Beneficiado pela decisão do Supremo Tribunal Federal (STF) de derrubar a autorização para prisão após a condenação em segunda instância, o ex-presidente Luiz Inácio Lula da Silva saiu da cadeia menos de 24 horas depois, no final da tarde de sexta-feira, deixando no país a dúvida sobre com que espírito vai desfrutar a liberdade. Ainda na cadeia, graças à condescendência do sistema prisional, o petista concedeu inúmeras entrevistas e mostrava-se falante, repetindo a ladainha de que foi encarcerado por motivos políticos, e não pelo resultado de um minucioso processo investigativo e judicial conduzido pela Operação Lava-Jato.

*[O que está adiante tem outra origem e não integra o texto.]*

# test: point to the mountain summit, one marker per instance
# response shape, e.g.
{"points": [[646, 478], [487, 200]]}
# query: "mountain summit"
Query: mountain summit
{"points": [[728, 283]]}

Solto, certamente o ex-presidente continuará eloquente, mas agora com o potencial de aprofundar ainda mais a polarização que machuca o Brasil
Solto, certamente o ex-presidente continuará eloquente, mas agora com o potencial de aprofundar ainda mais a polarização que machuca o Brasil. Para os radicais da direita, a volta de Lula ao cenário pode funcionar como a senha para que alardeiem de forma mais estridente os perigos de uma suposta ameaça vermelha. Neste momento, parece que muito mais do que a esquerda, ainda fragmentada e personalista, é o outro lado do espectro ideológico que se alimenta da figura controversa de Lula.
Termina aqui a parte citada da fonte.